Kyrgyzstan asks for Russian troops

June 12, 2010 09:26 pm | Updated November 28, 2021 09:09 pm IST - MOSCOW

Ethnic Uzbeks gather near the Kyrgyzstan-Uzbekistan border in southern Kyrgyzstan on Saturday. Photo: AP

Ethnic Uzbeks gather near the Kyrgyzstan-Uzbekistan border in southern Kyrgyzstan on Saturday. Photo: AP

Kyrgyzstan's interim government has appealed to Russia to send troops to quell growing ethnic violence in the southern city of Osh.

“The situation is spinning out of control. We need foreign military help to curb violence. I have asked Russia to send in troops,” Interim President Roza Otunbayeva told reporters in the capital Bishkek. The Kremlin confirmed that Ms. Otunbayeva spoke to Russia's Prime Minister Vladimir Putin late on Friday, but there has been no official reaction yet from Moscow. Russia and the United States both have military bases in the north of Kyrgyzstan. However, a senior Russian military source was quoted as saying the Russian troops deployed at the Kant base — about 500 men, mostly air force personnel — would not intervene as their mission was different.

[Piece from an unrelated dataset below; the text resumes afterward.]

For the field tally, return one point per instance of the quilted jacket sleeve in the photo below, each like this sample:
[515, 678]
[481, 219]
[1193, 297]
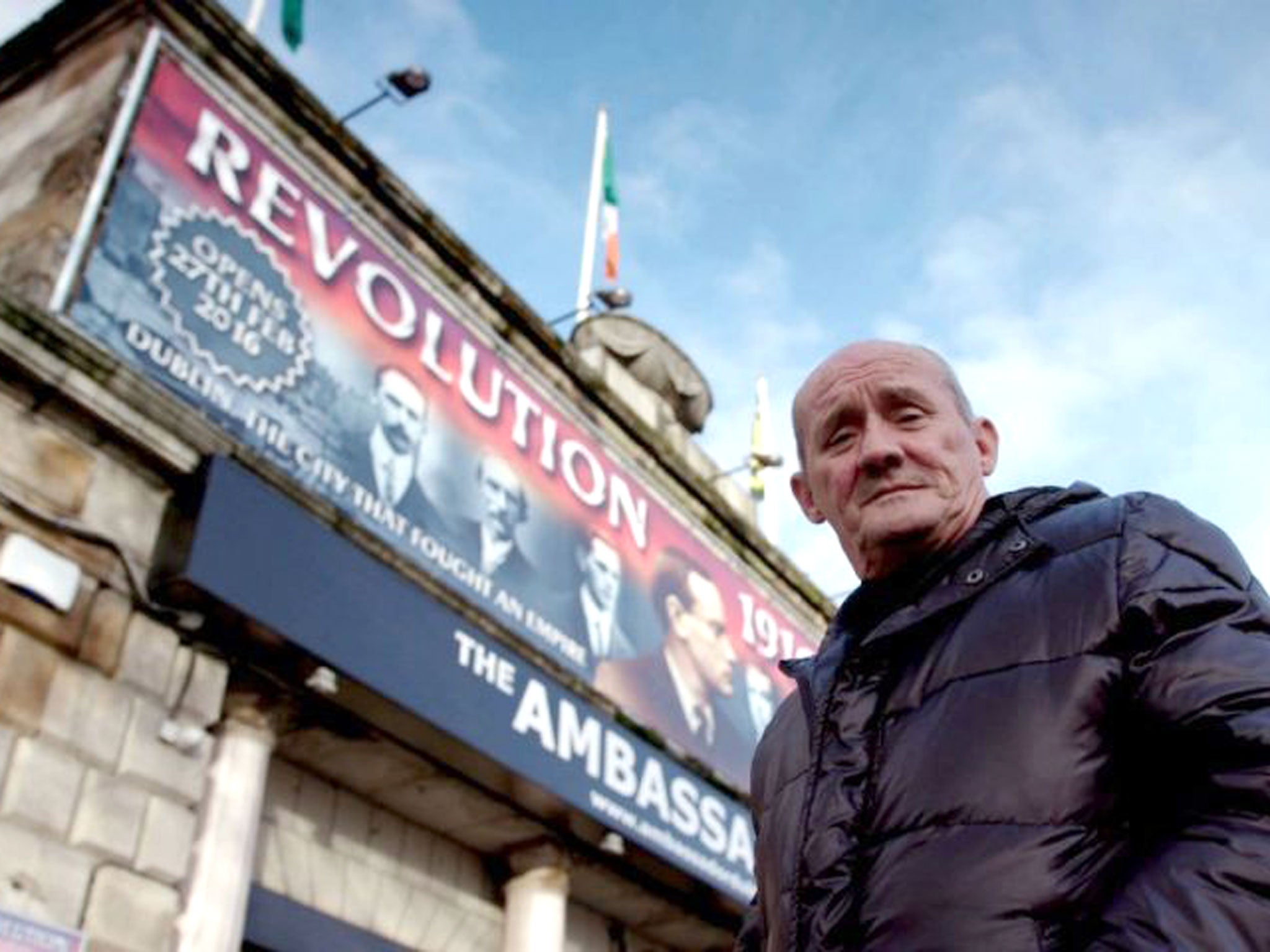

The Kyrgyz Health Ministry said 63 people had been killed and about 1,000 wounded in Osh since Thursday, when clashes broke out in the second largest city lying 600 km south of the capital. Reports said the death toll could be much higher. The government imposed curfew and moved troops into the city but has so far failed to restore order. Artillery and heavy machinegun fire was heard in the city on Saturday.

Ethnic Uzbek account for half of the 250,000-strong population in Osh and are generally better off than Kyrgyz residents. Eyewitnesses said gangs of ethnic Kyrgyz were rampaging Uzbek-populated parts of Osh, indiscriminately killing, looting and setting houses on fire.

“The sky is grey with smoke, houses are burning, we are scared to death,” said Tatyana Shapovalova, an ethnic Russian mother of four, by telephone from Osh. “We beg for someone to get us out of here.”

The government on Saturday declared emergency in the city of Jalal-Abad as unrest spread to the city 60 km away from Osh. Mr. Otunbayeva blamed ousted President Kurmanbek Bakiyev's family for instigating riots in their stronghold in Osh in an attempt to disrupt a constitutional referendum scheduled for late June. Mr. Bakiyev fled Kyrgyzstan after being toppled in a bloody coup in early April.

Refugees who fled to neighbouring Uzbekistan said Kyrgyz rioters were burning down Uzbek neighbourhoods in Osh one after another.

“There are no Uzbek residents left in Osh,” a middle-aged man told reporters on the Uzbek side of the border with Kyrgyzstan. “There is no one to help us, they are shooting us from tanks and armoured personnel carriers.”

An officer was killed in a Kyrgyz border guard station in Osh as armed gangs tried to capture more weapons and ammunition. Ms. Otunbayeva admitted that rioters had seized “armaments and weapons”.

The violence is the worst since 1990 when hundreds of people, mostly Uzbek, were killed in Osh. At that time Kyrgyzstan was part of the Soviet Union, and Moscow sent troops to stop the violence. Experts said for Russia to help today it must get a peace-keeping mandate either from the Commonwealth of Independent States, a loose alliance of post-Soviet states, or the Collective Security Treaty Organisation, the Russia-led defence bloc of seven ex-Soviet states.